Потом упала я в угол своей темницы. Небесное видение мое померкло; покрывало смерти простерлось между им и мною. Страдания от голода и жажды возобновились; к ним присоединились еще страдания от яда. Я ожидала с тоской этого ледяного пота, который должен был возвестить мою последнюю минуту… Вдруг я услышала свое имя, открыла глаза и увидела свет: вы были там, у решетки темницы!.. Вы, то есть: свет, жизнь, свобода… Я испустила радостный крик и бросилась к вам… Остальное вы знаете.

Теперь, продолжала Полина, я прошу вас повторить вашу клятву, что вы никому не откроете этой страшной драмы до тех пор, пока будет жив кто-нибудь из трех главных лиц, игравших в ней роли.

Я повторил ей свою клятву.

XIV

Доверие, оказанное мне Полиной, сделало ее для меня еще более близкой. Отношение мое было самым нежным и почтительным. Она выдавала себя за сестру мою и называла меня братом. Я уговорил Полину отказаться от мысли давать уроки музыки и языков, боясь, что она может быть узнанной кем-нибудь, встречавшим ее в салонах Парижа. Я же написал моей матери и сестре, что думаю остаться на год или на два в Англии.
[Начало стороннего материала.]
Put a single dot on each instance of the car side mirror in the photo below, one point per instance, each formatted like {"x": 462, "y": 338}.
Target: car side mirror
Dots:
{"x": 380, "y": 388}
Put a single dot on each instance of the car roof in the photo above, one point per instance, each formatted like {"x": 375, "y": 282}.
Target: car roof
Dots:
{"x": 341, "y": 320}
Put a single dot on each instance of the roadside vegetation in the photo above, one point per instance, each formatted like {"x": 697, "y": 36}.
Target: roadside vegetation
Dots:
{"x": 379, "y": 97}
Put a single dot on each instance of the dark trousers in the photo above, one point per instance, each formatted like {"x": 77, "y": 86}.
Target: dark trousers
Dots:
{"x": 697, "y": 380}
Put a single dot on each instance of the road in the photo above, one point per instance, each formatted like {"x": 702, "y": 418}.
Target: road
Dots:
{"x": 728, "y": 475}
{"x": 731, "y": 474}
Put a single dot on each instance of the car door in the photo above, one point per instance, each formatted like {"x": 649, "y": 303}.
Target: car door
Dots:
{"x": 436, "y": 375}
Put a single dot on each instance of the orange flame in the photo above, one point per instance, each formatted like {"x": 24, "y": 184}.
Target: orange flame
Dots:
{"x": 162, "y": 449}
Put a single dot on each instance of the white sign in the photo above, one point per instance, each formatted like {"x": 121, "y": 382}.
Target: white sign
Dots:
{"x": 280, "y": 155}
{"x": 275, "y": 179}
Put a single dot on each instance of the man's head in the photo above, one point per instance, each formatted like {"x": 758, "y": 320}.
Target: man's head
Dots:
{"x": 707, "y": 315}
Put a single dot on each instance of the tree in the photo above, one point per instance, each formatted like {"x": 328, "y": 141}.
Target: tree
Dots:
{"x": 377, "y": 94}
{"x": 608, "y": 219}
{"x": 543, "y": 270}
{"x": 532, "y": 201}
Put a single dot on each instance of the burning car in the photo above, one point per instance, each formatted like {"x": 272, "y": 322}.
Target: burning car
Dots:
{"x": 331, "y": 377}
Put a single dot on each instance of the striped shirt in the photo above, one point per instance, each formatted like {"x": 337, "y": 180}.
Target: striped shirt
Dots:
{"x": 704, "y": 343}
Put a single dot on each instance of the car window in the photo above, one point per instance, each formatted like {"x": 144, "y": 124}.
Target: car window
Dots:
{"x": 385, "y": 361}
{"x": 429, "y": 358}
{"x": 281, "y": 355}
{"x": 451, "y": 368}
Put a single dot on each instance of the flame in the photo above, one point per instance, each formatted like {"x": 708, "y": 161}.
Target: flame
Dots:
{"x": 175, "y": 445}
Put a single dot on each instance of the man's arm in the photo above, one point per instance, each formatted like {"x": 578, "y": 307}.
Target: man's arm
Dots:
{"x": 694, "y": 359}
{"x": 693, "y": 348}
Полина долго думала, открыть ли ей свою тайну матери и, мертвой для целого света, быть живой для той, кому обязана жизнью. Я старался убедить ее принять это намерение, правда, слабо — потому что оно похищало у меня то положение покровителя, которое делало меня счастливым. Полина, подумав, отвергла эту мысль, к величайшему моему удивлению, и, несмотря на все мои попытки, не хотела открыть причины своего отказа, сказав только, что это опечалит меня.

Таким образом текли дни наши: для нее в меланхолии, для меня в надежде, если не в счастии, потому что я видел, как сближалась она со мною день ото дня всеми маленькими прикосновениями сердца, сама того не замечая. Если мы трудились оба, она за каким-нибудь вязанием, я за акварелью или рисунком, случалось часто, что, подняв глаза, я находил взор ее устремленным на меня; если мы гуляли вместе, то через некоторое время от слабости ли, или по забвению рука ее начинала теснее прижиматься к руке моей; если я выходил одни, почти всегда, возвращаясь из-за угла улицы Сен-Жамеса, я замечал ее издали у окна, с глазами, устремленными в ту сторону, откуда я должен был возвратиться. Все эти знаки, которые просто могли быть знаками большой привязанности, казались мне предвестниками будущего счастья. Я умел быть признательным за них и благодарил ее внутренне, не смея высказать этого на словах; я боялся, чтобы она не заметила, что наша дружба становилась более нежной, нежели братская.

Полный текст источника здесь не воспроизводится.